Nous sommes désormais rentrés dans la « société du risque », pour reprendre l’expression d’Ulrich Beck. Au-delà des risques traditionnels, la société s’organise pour lutter contre le risque d’exclusion, de discrimination sexuelle, de ségrégation, de déclassement, de pauvreté. Au niveau mondial, la mobilisation des États porte sur les risques liés au changement climatique .
La noblesse de la prévention, le danger de la précaution
Dans la société du risque, tout doit être mis en œuvre pour faire baisser la fréquence des risques et, lorsqu’ils surviennent, leur gravité. C’est la noblesse de la prévention . Dans le domaine des risques technologiques – du fait de l’homme – les normes de sécurité se sont multipliées, à la suite notamment des grands accidents industriels.

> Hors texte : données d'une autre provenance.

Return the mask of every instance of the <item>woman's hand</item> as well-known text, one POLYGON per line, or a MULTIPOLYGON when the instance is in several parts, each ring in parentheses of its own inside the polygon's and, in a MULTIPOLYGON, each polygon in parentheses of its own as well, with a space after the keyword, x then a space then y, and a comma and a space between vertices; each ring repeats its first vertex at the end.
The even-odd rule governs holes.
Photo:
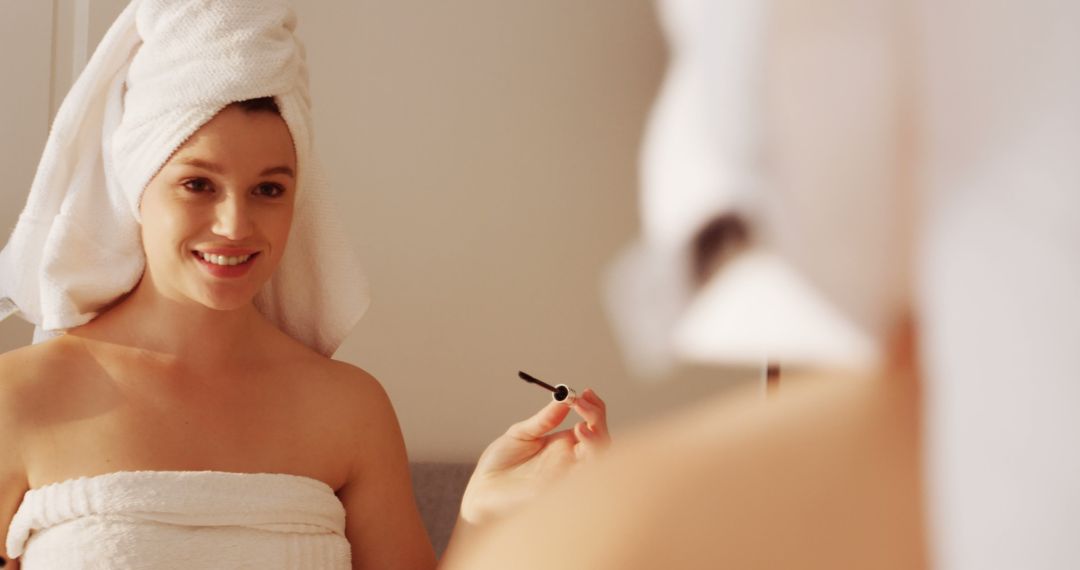
POLYGON ((461 518, 477 525, 528 502, 574 465, 608 446, 607 410, 592 389, 567 406, 551 402, 506 430, 484 450, 461 501, 461 518), (583 421, 555 429, 573 408, 583 421))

Si la prévention mérite d’être encouragée, il faut être plus circonspect avec le principe de précaution. S’il signifie qu’il faut s’abstenir de développer des technologies dès lors qu’il existe une incertitude sur leurs conséquences, ce principe de précaution est lui-même… dangereux. En l’absence de limites fixées à ce nouveau principe, son application irraisonnée conduira sans doute à un ralentissement marqué du progrès scientifique et des innovations qui bénéficient pourtant in fine à l’ensemble de la collectivité. Il aurait fallu éviter de lui donner une valeur constitutionnelle .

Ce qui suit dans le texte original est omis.